En 10 ans, cette région a été colonisée par des exploitations d’élevage de bétail, abattant les arbres, brûlant la forêt, accidentellement ou volontairement et asséchant des territoires pour les convertir en pâturages.
De nombreux affrontements ont eu lieu entre les indigènes et les « colons » comme on les appelle, venus du centre de l’isthme de Panama.
La cerise sur le gâteau c’est la concession offerte aux entreprises asatiques depuis des années pour l’extraction des bois tropicaux. Une calamité. J’ai vu de mes yeux ces convois de troncs d’arbres majestueux, coupés et en route vers le port pour être expédies et transformés en Asie. Je n’ai aucune idée du volume, mais j’ai pu constater par moi-même combien la forêt recule.
Pour faciliter l’accès aux exploitations des éleveurs et aux camions des entreprises dédiées à l'exportation du bois troical, la route a été améliorée.
Auparavant, quand je partais pour la jungle, je quittais la ville avant l’aube vers 5heuers du matin et il nous fallait huit heures de route puis de piste pour arriver au premier port.
Cette route aujourd’hui permet le transport du bétail et des troncs de teck, balsa, cocobolo …elle est bien meilleure et cela va devenir une tentation nouvelle pour les jeunes indigènes. Aller chercher un emploi à la ville, de balayeur, dans la construction, de jardinier peut-être. Quitter la forêt tropicale, ses oiseaux, ses mystères, vivre pauvrement dans des quartiers misérables et dangereux, mais en ville.
Jusqu’à présent, contrairement à de nombreuses autres tribus, les tribus Embera sont restés sur leurs lieux de vie originels car leur vie n’y était pas mauvaise.
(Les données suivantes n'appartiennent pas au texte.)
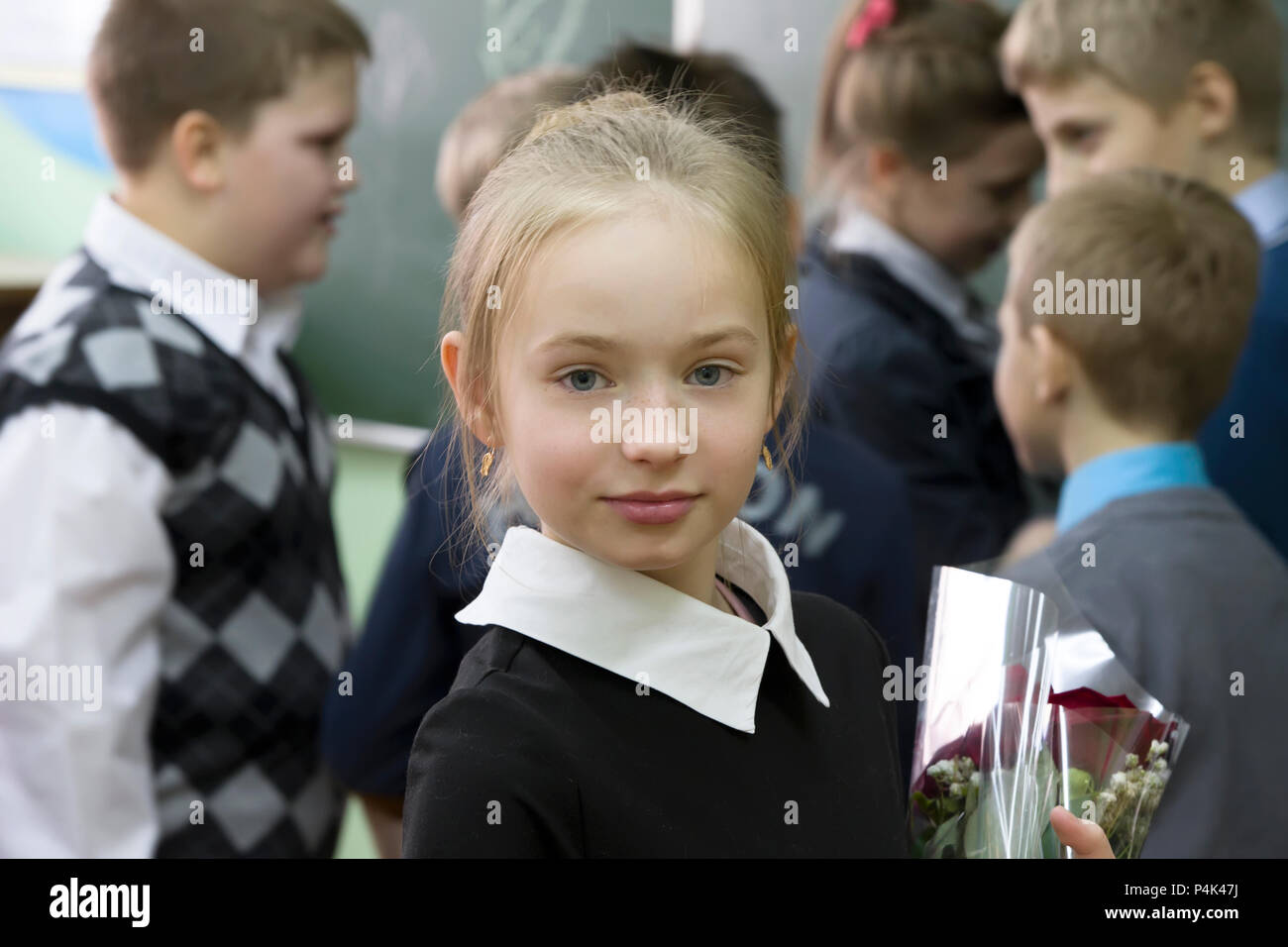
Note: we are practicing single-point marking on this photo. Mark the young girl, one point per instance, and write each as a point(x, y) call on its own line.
point(919, 170)
point(648, 684)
Certes la région a toujours été extrêmement dangereuse mais aujourd’hui tout s’accélère-
Les migrants
Cette accélération que personne n’avait prédit vient principalement de la migration de population vers les Etats Unis, à 8000 kilomètres de là.
Ce drame humanitaire qui se joue dans cette région d’Amérique centrale est d’une ampleur effroyable.
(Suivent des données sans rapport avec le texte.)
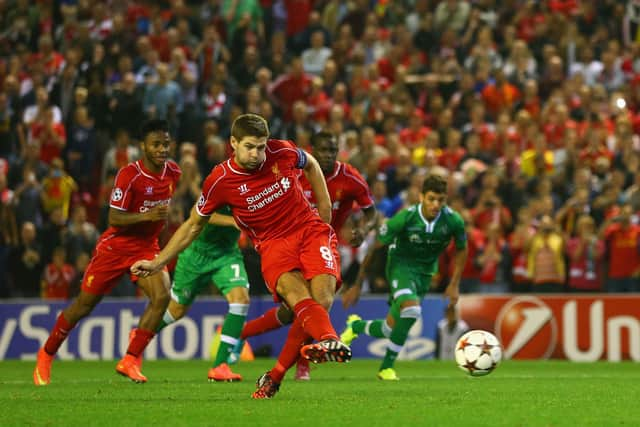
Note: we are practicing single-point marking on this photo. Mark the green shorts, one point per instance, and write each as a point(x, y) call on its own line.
point(194, 272)
point(406, 284)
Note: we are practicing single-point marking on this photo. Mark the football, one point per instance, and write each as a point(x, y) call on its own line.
point(478, 353)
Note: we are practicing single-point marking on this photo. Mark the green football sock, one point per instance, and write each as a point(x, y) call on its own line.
point(167, 319)
point(231, 329)
point(373, 328)
point(397, 339)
Les migrants arrivent d’Ethiopie, d’Inde, d’Iran et ces dernières années de Haïti et du Venezuela principalement.
Ils étaient 248 000 en 2022 ils sont 520 000 en 2023.
Il y a deux routes pour traverser cette jungle et l’une des routes arrive dans une toute petite communauté indigène.
Beaucoup y laissent leur vie car la jungle est particulièrement dangereuse, il faut entre 5 et 10 jours de marche pour traverser le « bouchon du Darien », au milieu des insectes, reptiles et animaux sauvages, sans route ni piste.
On parle également beaucoup de violences, de viols et de vols.
Pour les populations locales ce phénomène est un choc, mais tout le monde essaie d’en tirer profit.
Outre le drame humanitaire, ce phénomène accélère la disparition de la communauté indigène car jusqu’à 1000 à 1500 migrants arrivent chaque jour dans une communauté initialement de 300 à 400 personnes. C’est un raz de marée que personne n’avait anticipé.
L’eau de la rivière n’est plus potable dans certains lieux, or la rivière est la source de vie pour les populations locales. La consommation d’alcool commence à apparaitre dans les communautés indigènes, avec des dégâts évidents sur ces populations.
Malgré tout, je continue ; je poursuis ma quête de la beauté au milieu de ce chaos. Je maintiens des groupes d’artisanes dans plusieurs villages et, fortes de nos dix ans de collaboration, nous produisons des pièces de plus en plus belles et sophistiquées.
Si nous ne pouvons pas changer le monde, nous avons la possibilité de le rendre plus beau et ceux et celles qui veulent travailler avec moi y contribuent.
Et nous sommes fières de notre projet.